All D-stat values are zero
carlos-sarabia opened this issue · comments
Hi, I am trying to run a test on D-stat with a single chromosome (chr38) of dog using an output of PLINK. I am only considering autosomes.
I first ran convertf in this .par file:
genotypename: DATA/chr38.bed
snpname: DATA/chr38.bim
indivname: DATA/chr38.pedind
outputformat: EIGENSTRAT
genotypeoutname: testchr38.geno
snpoutname: testchr38.snp
indivoutname: testchr38.ind
numchrom: 38
Input pedind:
1 speciesO.ind1 0 0 1 1
2 species1.ind1 0 0 2 1
3 species1.ind2 0 0 1 1
4 species1.ind3 0 0 2 1
5 species1.ind4 0 0 2 1
6 species1.ind5 0 0 2 1
7 species1.ind6 0 0 1 1
8 species2.ind1 0 0 1 1
9 species2.ind2 0 0 1 1
...
Output was:
testchr38.geno
000000100000000100000010
111101101010010001000101
011001000110100000001100
000001001010000100011000
001001000101101100011000
000000000000000010000000
000000000000000000000001
200000000000000000000000
001101100000000000000000
...
testchr38.snp
chr38_5 38 0.000000 5 C T
chr38_6 38 0.000000 6 G A
chr38_7 38 0.000000 7 A T
chr38_8 38 0.000000 8 T C
chr38_10 38 0.000000 10 C T
chr38_38 38 0.000000 38 G C
chr38_43 38 0.000000 43 C A
chr38_242 38 0.000002 242 A G
testchr38.ind
1:speciesO.ind1 M Control
2:species1.ind1 F Control
3:species1.ind2 M Control
4:species1.ind3 F Control
5:species1.ind4 F Control
6:species1.ind5 F Control
7:species1.ind6 M Control
8:species2.ind1 M Control
9:species2.ind2 M Control
...
I am trying to see admixture from a species2 into a specific population of species1 (pop1) vs another (species1, pop2). I have speciesO as outgroup. species1.ind1 and .ind2 belong to pop1, species1.ind3 ind4 ind5 and ind6 belong to pop2.

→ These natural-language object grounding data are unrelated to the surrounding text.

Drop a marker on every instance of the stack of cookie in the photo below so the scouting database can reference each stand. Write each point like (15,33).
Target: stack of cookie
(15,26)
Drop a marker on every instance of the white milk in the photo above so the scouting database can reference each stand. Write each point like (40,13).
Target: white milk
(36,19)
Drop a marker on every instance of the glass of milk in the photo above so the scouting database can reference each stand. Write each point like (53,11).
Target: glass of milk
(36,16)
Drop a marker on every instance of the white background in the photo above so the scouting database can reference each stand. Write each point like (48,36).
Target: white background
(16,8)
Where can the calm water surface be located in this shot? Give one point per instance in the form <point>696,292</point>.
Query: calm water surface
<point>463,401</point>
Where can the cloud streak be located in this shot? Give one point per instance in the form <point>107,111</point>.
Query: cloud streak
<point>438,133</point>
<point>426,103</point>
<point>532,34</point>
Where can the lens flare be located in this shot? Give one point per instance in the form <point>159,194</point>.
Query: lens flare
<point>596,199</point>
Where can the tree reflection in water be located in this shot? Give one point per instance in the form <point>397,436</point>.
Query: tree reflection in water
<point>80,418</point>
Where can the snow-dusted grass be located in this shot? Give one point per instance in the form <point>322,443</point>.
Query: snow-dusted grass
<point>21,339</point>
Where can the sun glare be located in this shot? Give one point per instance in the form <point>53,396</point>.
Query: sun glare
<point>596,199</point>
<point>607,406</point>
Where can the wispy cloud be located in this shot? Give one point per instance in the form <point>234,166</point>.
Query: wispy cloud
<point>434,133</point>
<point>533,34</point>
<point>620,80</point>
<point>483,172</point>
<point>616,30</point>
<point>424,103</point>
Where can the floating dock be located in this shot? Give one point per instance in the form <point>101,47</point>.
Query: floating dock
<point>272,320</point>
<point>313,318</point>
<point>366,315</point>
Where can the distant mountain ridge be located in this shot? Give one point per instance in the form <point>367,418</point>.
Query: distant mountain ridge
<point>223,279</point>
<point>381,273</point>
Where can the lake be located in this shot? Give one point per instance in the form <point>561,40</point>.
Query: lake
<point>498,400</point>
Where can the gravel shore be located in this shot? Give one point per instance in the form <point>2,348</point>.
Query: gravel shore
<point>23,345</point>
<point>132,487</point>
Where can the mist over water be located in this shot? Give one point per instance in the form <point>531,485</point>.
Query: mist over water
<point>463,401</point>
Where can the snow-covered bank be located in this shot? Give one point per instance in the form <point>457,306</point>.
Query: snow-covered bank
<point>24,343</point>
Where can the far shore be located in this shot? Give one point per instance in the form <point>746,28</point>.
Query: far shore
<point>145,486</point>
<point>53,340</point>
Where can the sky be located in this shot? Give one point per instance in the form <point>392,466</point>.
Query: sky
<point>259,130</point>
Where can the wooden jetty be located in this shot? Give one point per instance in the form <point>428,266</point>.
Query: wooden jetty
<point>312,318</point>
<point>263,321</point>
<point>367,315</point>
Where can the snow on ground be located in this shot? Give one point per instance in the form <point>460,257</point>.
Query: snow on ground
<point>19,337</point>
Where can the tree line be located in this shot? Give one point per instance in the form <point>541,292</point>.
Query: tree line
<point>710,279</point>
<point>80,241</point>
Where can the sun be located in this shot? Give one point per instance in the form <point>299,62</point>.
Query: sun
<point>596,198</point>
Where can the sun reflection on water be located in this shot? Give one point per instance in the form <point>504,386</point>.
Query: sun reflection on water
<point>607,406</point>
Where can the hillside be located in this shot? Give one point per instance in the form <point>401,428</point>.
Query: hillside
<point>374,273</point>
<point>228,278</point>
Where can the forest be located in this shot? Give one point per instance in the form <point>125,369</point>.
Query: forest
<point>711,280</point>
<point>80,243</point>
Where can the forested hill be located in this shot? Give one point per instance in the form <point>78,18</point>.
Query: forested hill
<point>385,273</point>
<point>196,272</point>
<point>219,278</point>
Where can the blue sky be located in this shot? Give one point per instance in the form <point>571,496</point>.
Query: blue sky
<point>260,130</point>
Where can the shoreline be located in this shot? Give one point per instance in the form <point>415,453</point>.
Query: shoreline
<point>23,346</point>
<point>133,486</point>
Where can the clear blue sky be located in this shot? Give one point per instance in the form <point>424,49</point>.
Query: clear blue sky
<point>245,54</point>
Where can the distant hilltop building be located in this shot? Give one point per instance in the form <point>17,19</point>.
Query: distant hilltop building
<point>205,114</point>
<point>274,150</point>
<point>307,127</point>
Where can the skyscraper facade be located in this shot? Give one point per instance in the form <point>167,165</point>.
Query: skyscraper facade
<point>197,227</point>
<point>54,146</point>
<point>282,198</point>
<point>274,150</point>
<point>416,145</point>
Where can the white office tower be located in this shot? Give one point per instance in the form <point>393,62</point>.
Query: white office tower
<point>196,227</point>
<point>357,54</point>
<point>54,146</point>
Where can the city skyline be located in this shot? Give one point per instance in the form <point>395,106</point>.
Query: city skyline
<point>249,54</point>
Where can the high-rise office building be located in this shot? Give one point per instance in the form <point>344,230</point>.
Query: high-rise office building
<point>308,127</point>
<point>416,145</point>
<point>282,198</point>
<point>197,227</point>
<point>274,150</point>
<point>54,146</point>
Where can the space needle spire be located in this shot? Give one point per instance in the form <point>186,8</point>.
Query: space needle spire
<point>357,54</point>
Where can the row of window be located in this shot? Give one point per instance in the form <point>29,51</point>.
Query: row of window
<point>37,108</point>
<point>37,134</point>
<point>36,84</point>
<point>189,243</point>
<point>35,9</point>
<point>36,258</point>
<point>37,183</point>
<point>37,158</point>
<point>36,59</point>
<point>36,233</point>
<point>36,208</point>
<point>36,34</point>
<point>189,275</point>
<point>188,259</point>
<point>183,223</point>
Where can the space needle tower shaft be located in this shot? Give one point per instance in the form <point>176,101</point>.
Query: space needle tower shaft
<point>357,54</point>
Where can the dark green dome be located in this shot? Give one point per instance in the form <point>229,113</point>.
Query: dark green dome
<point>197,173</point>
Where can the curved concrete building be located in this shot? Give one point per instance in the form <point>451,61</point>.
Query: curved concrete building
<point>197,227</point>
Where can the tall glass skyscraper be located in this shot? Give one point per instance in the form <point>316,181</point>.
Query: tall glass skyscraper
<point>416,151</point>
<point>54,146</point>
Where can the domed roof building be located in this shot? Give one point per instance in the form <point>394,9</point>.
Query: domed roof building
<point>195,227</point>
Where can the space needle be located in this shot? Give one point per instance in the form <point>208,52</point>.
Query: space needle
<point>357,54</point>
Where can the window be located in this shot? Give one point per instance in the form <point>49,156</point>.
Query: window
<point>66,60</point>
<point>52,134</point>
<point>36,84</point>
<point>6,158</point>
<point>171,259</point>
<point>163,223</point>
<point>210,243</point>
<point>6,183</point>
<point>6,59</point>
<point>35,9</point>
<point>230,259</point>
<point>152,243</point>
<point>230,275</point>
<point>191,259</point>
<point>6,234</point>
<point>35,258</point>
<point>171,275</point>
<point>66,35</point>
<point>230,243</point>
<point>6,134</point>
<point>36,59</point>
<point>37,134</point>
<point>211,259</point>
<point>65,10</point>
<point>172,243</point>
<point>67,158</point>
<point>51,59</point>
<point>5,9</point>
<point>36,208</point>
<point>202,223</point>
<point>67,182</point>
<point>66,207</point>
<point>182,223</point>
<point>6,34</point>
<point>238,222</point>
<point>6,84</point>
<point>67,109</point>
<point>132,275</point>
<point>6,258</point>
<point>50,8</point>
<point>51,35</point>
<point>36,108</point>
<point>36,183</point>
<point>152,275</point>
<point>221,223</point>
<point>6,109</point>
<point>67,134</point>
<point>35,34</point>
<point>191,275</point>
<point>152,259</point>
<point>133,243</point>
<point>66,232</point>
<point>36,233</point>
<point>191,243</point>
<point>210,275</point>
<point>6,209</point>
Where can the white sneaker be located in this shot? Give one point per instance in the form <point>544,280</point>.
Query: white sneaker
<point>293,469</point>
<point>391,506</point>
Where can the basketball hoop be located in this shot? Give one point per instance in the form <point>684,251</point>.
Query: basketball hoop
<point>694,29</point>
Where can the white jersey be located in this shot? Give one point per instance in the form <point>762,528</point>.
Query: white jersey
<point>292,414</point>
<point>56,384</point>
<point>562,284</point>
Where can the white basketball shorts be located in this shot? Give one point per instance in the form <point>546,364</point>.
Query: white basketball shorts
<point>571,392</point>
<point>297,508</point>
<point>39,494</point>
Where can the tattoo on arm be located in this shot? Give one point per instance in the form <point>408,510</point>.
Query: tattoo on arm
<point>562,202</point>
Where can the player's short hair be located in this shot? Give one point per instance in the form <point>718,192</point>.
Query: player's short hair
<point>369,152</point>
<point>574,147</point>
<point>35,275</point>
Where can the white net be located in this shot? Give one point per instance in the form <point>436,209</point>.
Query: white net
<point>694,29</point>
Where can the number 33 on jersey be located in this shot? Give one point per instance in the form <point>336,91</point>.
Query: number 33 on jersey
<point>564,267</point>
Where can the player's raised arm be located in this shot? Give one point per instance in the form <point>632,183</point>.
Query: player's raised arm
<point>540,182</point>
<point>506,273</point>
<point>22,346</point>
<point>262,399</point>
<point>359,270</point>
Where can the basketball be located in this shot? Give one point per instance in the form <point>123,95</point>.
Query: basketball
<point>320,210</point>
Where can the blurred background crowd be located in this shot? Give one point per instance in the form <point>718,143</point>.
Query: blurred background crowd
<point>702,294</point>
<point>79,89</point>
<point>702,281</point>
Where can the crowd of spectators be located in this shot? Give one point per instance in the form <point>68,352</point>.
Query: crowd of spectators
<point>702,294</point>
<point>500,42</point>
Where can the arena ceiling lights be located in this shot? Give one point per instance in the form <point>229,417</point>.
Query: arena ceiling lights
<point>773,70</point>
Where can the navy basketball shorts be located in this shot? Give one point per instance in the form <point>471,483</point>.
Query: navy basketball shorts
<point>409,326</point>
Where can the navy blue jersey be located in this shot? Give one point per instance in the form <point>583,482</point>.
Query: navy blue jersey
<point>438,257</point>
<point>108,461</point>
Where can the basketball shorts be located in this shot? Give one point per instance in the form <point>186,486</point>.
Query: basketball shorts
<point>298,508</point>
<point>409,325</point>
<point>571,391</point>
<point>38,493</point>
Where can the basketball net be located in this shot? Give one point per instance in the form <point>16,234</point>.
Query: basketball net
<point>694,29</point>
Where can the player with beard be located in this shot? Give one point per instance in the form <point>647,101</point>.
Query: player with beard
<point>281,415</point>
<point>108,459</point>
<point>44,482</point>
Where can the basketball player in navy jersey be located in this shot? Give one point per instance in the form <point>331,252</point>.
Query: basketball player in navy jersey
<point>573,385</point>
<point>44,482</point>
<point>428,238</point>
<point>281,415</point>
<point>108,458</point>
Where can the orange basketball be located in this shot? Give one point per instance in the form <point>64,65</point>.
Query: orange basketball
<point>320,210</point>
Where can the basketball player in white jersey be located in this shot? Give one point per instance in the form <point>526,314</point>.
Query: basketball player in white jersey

I modified the .ind file to work with pops:
ind1 M speciesO
ind1 F species1.POP1
ind2 M species1.POP1
ind3 F species1.POP2
ind4 F species1.POP2
ind5 F species1.POP2
ind6 M species1.POP2
ind1 M species2
ind2 M species2
...
And set up a .popfile with pops (test of contribution of species.POP2 to species2 also included):
speciesO species2 species1.POP1 species1,POP2
speciesO species1.POP2 species2 species1.POP1
.par file is:
genotypename: testchr38.geno
snpname: testchr38.snp
indivname: testchr38.modified.ind
popfilename: popfile.divided.pops
numchrom: 38
when I run qpDstat -p dstat.testchr38.par:
THE INPUT PARAMETERS
##PARAMETER NAME: VALUE
genotypename: testchr38.geno
snpname: testchr38.snp
indivname: testchr38.modified.ind
popfilename: popfile.divided.groups
numchrom: 38
qpDstat version: 755
number of quadruples 3
0 speciesO 1
1 species2 1
2 species1.POP1 4
3 species1.POP2 2
jackknife block size: 0.050
snps: 27956 indivs: 8
number of blocks for jackknife: 1
nrows, ncols: 8 27956
result: speciesO species2 species1.POP1 species1.POP2 0.0000 0.000 0 0 0
result: speciesO species1.POP1 species2 species1.POP2 0.0000 0.000 0 0 0
##end of qpDstat: 0.306 seconds cpu 21.373 Mbytes in use
What could be failing?
- There are some additional species in the .bed and .bim not considered for ABBA-BABA
- I am using 38 chromosomes
- Original naming of the individuals when calling .bed and .bim in PLINK were species1.ind1, species1.ind2, species2.ind1, speciesO.ind1 ...
Thanks!
Hi, thanks for the quick answer. In fact I had modified the .ind file to have the following information:
ind1 M speciesO
ind1 F species1.POP1
ind2 M species1.POP1
ind3 F species1.POP2
ind4 F species1.POP2
ind5 F species1.POP2
ind6 M species1.POP2
ind1 M species2
ind2 M species2
...
The problem arose after working with this new .ind file.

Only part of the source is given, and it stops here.